My question is: For these types of analysis, would I be better off with a commercial graphics card with less memory but faster speed and bandwidth (GTX 280) or with a slower HPC card with more memory (Tesla C1060)? There is some visualization involved, by the main concern is about doing the calculations.

At this point I’m involved in creating a proof of concept code that will showcase the power of GPU computing, since my adviser and the people who we do research for (NASA, Boeing, and DoD) are very skeptical of this. If they like what they see, there will be a number of grants coming my way to build a small scale cluster to do even more research.

This brings me to question number two: I know that I can build a computer with four video cards to do even more calculations and generate over 4 TFlops of processing power and linking them using gigabit networking. Would I be better off building a few of those PC’s or getting a couple of the S1070 U1 servers? I looked through the S1070 specs sheet, but I didn’t find any information on how can I have more than one. Can I daisy-chain them or do I need a separate PC for every S1070. If I do need a separate PC for each one, what specs should I be looking for?

My last question is about the compiler: Since all of the code is in Fortran, it gets too time consuming to convert from Fortran to C. I’ve read rumors on the web that nvidia is planning to release a Fortran compiler for CUDA to ease the altering of existing code to work with CUDA. My question is when can we expect this compiler to be out on the market (I’ve read that it will be released by the end of the year)?

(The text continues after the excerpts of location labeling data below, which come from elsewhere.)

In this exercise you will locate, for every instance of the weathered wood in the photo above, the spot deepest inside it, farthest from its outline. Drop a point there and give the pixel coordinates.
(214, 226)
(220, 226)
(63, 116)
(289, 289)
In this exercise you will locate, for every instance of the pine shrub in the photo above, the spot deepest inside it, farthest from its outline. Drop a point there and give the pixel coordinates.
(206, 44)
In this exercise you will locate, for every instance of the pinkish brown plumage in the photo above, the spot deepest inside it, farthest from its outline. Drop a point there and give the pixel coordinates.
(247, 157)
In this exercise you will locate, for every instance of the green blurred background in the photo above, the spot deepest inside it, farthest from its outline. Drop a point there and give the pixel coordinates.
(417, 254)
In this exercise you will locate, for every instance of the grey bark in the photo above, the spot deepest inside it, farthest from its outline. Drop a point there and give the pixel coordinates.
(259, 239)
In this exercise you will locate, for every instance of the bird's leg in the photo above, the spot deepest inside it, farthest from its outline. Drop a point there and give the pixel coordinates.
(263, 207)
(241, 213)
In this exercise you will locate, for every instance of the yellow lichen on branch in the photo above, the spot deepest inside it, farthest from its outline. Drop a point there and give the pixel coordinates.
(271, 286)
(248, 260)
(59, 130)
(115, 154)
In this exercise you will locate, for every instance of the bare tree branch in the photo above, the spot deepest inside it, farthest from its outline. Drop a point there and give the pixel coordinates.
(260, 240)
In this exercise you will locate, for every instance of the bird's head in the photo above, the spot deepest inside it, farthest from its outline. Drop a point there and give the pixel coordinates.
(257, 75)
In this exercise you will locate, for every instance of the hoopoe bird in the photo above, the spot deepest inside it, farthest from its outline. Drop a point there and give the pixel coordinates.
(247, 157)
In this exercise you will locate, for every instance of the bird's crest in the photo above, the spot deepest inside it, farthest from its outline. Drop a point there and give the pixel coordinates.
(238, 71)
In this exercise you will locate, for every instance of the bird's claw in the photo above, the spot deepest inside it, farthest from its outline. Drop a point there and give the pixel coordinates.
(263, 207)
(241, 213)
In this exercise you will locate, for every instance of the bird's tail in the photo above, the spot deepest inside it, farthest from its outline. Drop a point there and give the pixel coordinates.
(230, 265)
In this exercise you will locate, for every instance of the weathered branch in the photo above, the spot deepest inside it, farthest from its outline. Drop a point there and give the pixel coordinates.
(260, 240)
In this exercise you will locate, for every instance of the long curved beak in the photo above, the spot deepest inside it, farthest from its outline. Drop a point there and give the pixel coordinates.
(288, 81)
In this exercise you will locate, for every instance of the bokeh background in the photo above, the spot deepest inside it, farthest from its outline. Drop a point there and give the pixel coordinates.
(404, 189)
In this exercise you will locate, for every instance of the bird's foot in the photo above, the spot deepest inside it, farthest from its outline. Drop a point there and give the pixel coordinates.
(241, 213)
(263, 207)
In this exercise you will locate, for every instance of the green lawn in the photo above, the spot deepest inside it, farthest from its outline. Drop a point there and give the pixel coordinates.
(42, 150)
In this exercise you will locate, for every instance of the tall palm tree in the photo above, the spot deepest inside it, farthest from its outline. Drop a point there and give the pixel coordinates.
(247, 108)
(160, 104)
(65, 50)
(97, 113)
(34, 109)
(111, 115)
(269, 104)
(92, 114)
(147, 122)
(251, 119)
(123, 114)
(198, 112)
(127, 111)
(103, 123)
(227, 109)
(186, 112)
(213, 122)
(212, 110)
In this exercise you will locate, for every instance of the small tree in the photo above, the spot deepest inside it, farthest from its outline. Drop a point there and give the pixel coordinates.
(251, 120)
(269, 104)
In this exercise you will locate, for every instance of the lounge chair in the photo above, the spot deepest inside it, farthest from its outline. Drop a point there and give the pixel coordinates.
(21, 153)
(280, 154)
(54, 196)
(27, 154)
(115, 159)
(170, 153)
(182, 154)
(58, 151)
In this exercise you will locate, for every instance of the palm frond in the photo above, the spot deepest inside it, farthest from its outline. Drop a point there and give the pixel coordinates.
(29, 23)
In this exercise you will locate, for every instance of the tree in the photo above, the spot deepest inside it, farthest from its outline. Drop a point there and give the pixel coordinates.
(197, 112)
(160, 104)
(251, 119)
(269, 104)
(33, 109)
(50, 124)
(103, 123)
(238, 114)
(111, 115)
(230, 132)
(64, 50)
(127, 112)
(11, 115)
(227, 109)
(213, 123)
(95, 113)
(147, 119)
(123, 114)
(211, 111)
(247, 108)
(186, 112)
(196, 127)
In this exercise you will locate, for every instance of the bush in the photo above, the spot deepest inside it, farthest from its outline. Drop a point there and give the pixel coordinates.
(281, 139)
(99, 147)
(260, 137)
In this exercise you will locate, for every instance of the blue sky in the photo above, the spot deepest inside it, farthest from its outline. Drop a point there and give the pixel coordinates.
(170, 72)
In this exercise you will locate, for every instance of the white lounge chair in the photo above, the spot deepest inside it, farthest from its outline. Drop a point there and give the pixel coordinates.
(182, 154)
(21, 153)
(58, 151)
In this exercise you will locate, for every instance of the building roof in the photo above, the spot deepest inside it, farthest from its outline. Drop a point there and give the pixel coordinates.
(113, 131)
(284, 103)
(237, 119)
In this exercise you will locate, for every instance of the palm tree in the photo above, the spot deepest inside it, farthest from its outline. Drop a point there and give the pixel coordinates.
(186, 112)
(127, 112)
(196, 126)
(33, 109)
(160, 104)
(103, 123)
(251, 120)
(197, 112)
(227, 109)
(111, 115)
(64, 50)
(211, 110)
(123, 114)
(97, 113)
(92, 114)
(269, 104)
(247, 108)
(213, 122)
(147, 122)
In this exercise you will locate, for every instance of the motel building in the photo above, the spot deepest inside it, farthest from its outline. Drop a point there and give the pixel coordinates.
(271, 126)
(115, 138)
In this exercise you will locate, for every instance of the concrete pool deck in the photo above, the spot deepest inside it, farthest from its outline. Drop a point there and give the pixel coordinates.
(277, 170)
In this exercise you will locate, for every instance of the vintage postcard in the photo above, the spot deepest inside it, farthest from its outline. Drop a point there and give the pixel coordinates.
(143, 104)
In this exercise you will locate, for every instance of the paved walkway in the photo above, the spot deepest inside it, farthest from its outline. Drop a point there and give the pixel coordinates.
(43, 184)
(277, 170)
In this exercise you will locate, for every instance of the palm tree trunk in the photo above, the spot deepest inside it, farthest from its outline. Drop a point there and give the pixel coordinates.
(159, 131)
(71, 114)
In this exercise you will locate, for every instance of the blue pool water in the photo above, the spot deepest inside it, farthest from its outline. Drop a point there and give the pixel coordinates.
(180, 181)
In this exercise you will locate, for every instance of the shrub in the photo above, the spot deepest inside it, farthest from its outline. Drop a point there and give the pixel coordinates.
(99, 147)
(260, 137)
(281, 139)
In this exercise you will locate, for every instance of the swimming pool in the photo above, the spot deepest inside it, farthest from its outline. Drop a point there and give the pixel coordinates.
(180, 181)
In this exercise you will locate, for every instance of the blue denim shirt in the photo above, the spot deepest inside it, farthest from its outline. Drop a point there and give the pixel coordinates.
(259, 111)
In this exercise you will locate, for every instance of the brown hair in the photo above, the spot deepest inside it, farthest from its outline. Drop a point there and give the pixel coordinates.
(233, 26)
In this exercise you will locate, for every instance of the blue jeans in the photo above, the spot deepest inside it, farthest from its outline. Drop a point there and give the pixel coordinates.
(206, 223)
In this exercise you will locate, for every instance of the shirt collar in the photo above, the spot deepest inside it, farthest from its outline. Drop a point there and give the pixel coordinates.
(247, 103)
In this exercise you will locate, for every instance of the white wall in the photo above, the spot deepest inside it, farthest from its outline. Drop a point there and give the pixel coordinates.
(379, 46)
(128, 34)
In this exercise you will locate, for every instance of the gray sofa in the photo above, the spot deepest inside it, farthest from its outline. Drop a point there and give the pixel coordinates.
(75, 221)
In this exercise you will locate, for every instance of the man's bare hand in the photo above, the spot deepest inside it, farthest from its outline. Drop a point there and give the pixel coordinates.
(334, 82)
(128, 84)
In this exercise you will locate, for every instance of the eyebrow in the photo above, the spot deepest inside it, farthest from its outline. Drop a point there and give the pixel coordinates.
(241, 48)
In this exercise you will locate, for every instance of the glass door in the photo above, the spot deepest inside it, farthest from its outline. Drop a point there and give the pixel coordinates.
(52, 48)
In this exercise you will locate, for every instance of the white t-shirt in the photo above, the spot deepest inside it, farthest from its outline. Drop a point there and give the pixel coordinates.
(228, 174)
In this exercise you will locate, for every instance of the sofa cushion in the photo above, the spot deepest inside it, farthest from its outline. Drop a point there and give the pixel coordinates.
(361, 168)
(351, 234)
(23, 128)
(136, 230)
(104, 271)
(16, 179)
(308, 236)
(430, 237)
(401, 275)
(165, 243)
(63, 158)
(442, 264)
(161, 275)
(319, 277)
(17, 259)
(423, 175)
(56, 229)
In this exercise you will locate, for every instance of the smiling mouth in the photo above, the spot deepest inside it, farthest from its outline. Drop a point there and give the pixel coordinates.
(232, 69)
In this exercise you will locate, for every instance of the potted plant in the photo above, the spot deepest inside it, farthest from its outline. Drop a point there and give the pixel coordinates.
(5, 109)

Thank you all very much for all your help.

You have to find out how much memory your algorithm will actually require. (These things vary by orders of magnitude, and chances are it will either completely fit in both the 280 and Tesla or that it won’t fit in either.) It is often possible to write code that is flexible about memory availability, and can do work in pieces.

(This isn’t like Vista, where we all kind of know 2GB is what a person needs. Since you write the code yourself and the algorithm could be anything, there’s absolutely no way to set a baseline.)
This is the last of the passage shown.